UGA forecast: Ga. economy to outperform U.S.By WALTER C. JONES
Morris News Service
ATLANTA — The Georgia economy will continue improving and slightly outperform the rest of the nation, according to a forecast the University of Georgia released Thursday at the kickoff of a series of luncheon presentations around the state.
The university’s Selig Center for Economic Growth in the Terry College of Business prepared the forecast which calls for the state’s employment to grow by 2.1 percent in 2013. That would be a tiny improvement over the negative 2.0 percent pace for the current year.
“I think Georgia’s economy will grow in 2013 and grow faster than the nation as a whole. That’s a change from what you’ve been hearing from me in the past five years,” Terry College Dean Robert Sumichrast said. “... Don’t get too excited. We’re only predicting growth a little over 2 percent.”
For the first time since 2000, no sector of private employment will reduce jobs, even though the government sector will.
The leisure/hospitality, professional/business services and manufacturing sectors are adding jobs at the fastest tempo. Exports will continue growing, but at a slower rate next year.
The UGA economists are betting that Congress finds a way to avert most of the impact of the so-called fiscal cliff of steep, federal tax hikes and spending reductions scheduled for Jan. 1.
The solution is likely to be less-drastic versions of the same cuts.
Local governments — like the federal government — will continue to shrink their payrolls as depressed real-estate values weaken property-tax collections.
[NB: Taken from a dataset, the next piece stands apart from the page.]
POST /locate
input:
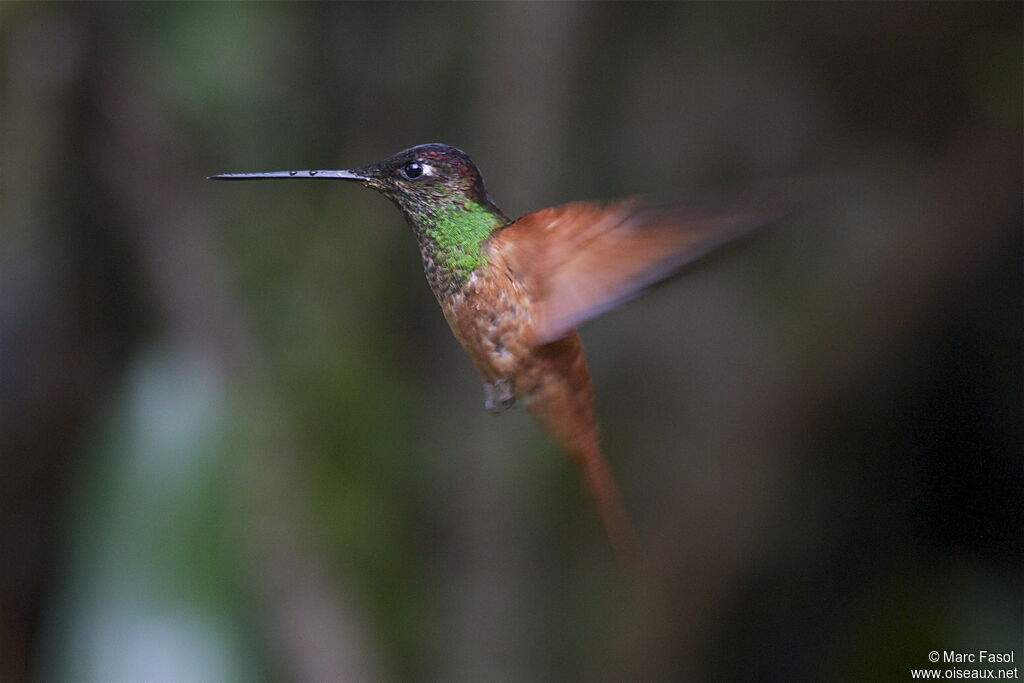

However, state government here has already cut more than 6,000 jobs and now spends 4.3 percent less than it did 10 years ago, according to Gov. Nathan Deal, the luncheon’s leadoff speaker. It also doubled its reserves just since he entered office.
“I think it exemplifies in very concrete terms that the state of Georgia is trying to be frugal,” he said.
Sumichrast said the state’s efforts to trim are one reason Georgia’s economy will outperform the national economy next year. Low costs, tax advantages and friendly government policies will also contribute.
But the economists said small-business owners, who typically create the most jobs, will feel the sting of tax increases and will continue to have trouble getting money to expand.